For us, it took a while, but we are doing it and liking it.
Back in March, we opened a high-yield savings account with HSBC Direct. We started feeding an emergency fund with a bit of each paycheck, having it direct deposited, so we never saw it even pass through our main checking account, and thus were not tempted to spend it, or use it to cover an overdraft. Then, in June, HSBC introduced their online payment account. It was easily linked to the savings account, and didn’t cost anything, and pays 2.5% interest, so I went ahead and opened it, while somewhere in the back of my mind, I thought it would come in handy sometime in the future. My wife was still wary though, since the account didn’t come with paper checks, and had no branch access to speak of. So I didn’t really do anything with the account for a while.
Then I discovered Stackbacks and the 4 week challenge to mastering your budget. I was intrigued and read the steps:
Step 1: Open a new checking account. Did that with the HSBC payment account.
Step 2: Identify your planned expenses. I put together a spreadsheet that listed out all of our big expenses and their due dates. Yodlee helped greatly here, as did signing up for our utilities’ budget payment plans.
Step 3: Control your cash flow. As the creator of the system mentions, this is the most crucial part, and the hardest for us to get through. What I did was to set up my direct deposit to have enough money deposited into the HSBC payment account to cover all of the expenses I listed in step 2. Then I set up online bill paying from that account, and scheduled the transactions to get entered into Quicken, and automated their payment. I moved the emergency fund to Presidential Bank’s savings, so that we wouldn’t be tempted to dip into it. And the rest of the money would go to our regular checking account, which would be used for things like gas, groceries, etc.

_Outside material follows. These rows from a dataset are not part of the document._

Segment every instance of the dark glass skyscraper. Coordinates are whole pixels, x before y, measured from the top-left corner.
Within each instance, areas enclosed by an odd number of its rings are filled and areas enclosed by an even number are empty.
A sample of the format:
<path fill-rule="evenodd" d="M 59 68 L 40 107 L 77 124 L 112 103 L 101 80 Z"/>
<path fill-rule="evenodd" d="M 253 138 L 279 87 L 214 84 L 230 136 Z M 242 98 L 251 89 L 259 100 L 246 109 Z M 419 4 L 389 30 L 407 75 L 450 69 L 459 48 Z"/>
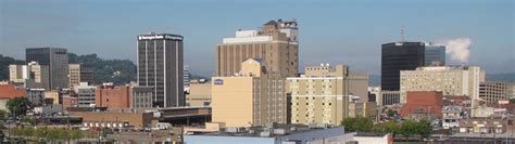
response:
<path fill-rule="evenodd" d="M 138 36 L 138 83 L 152 87 L 154 107 L 185 106 L 183 36 Z"/>
<path fill-rule="evenodd" d="M 381 49 L 381 90 L 399 91 L 401 70 L 445 65 L 445 47 L 424 42 L 391 42 Z"/>
<path fill-rule="evenodd" d="M 49 68 L 49 88 L 59 89 L 68 87 L 68 53 L 60 48 L 27 48 L 25 50 L 27 64 L 38 62 Z"/>
<path fill-rule="evenodd" d="M 391 42 L 381 49 L 381 90 L 400 89 L 400 71 L 424 65 L 424 43 Z"/>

Step 4: Manage your budget. It would be easy to think that your job is done, but this is the part we are working on now. The easy part is paying and reconciling bills. That is mostly automated now. But we do still need to check up on ourselves and make sure we are not blowing a lot of money on things we don’t need. If we start doing things well, we should find ourselves with some extra money at the end of each month that we can start using for things like vacation funds, and college savings. The key thing we have left to do is to give ourselves an “allowance,” rather than just dumping everything that is not a bill or emergency fund into this account. Doing that will just perpetuate the cycle of living paycheck to paycheck, you’ll just be better organized when doing it. So we’ll keep an eye on how much we’re spending on living expenses, with the goal of increasing the amount we’re saving each month. So far, we’re not doing great on this front, because I stupidly forgot that my curling membership was coming due (almost $500 unplanned expense there), and we had a couple of other unplanned things pop up. But we’re working on it, and hope to get things smoothed out in time for the big expenses of the holiday season.
It took some effort, but we are pretty happy with the way things have turned out. We’re no longer spending money on stamps, or forgetting to put bills in the mail. We still have our local credit union account, so we can still write paper checks if needed, and get free ATM withdrawals for spending money. Best of all, we don’t have to spend nearly as much time fussing over the budget.